Introduction to Its Economy

Switzerland is a country in central Europe, about two times the size of New Jersey.   There’s a population of about 8,179,294.  German, French, and Italian are the official languages, but the majority of the people speak German.  It’s a federal government, and the country is made up of twenty-six cantons.  The president is Johann Schneider-Ammann and the vice president is Doris Leutard.

(Central Intelligence Agency, The World Factbook: Switzerland)

Switzerland is not in the European Union (EU) or the European Economic Area (EEA).  That’s why the currency is the Swiss franc and not the euro.  But Switzerland is a part of the EU single market so its citizens can work and live in the UK just like EEA members, and is still part of the free trade agreement.

(My Switzerland, Currency)

Switzerland has maintained its neutrality and became an official member of the United Nations (UN) in 2002 and has overall strong ties with its neighbors.

(Central Intelligence Agency, The World Factbook: Switzerland)

About ⅔ of Switzerland is made up of mountains, forests, and lakes.  The service sector is the most important part of the economy, which includes banking and tourism.  Farming is also very important for their economy, but the Swiss still need to rely on imported goods.

(Information about Switzerland, Information about the Economy of Switzerland)

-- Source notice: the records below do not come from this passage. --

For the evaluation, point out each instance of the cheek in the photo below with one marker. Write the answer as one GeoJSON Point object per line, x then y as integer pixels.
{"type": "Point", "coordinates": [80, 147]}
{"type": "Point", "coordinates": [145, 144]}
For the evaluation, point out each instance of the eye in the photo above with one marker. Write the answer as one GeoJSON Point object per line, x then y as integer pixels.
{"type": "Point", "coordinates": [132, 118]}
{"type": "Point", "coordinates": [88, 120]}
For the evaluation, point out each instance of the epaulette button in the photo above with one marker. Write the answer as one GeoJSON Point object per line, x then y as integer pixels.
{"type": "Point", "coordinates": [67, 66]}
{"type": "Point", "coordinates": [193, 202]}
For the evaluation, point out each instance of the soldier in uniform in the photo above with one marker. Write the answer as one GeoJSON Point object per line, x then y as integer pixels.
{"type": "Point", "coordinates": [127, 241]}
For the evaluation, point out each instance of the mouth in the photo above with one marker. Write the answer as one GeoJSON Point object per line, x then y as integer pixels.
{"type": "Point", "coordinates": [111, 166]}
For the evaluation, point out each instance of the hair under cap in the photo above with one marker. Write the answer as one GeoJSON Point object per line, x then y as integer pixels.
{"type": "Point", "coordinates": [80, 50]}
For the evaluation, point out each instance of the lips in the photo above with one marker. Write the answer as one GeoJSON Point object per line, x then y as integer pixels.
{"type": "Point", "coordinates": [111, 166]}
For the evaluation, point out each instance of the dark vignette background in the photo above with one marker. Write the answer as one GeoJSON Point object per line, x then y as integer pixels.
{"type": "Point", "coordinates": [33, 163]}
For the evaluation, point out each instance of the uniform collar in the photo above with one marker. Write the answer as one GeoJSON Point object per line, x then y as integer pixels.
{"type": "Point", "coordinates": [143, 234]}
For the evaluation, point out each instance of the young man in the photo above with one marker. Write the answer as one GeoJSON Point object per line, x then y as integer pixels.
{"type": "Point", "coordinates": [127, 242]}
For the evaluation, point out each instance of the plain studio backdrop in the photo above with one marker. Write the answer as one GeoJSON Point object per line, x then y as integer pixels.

They have a strong market economy, strong human capital, and one of the highest per capita GDP’s in the world.  Switzerland is one of the most competitive economies because of it’s economically and politically stable, efficient capital markets, has a clear legal system, strong infrastructure, and low business tax rates.  In July of 2016, Switzerland’s GDP growth rate was 0.6%, and in 2015 the GDP was 664.74 billion dollars, and makes up a little more than one-percent of the world’s economy.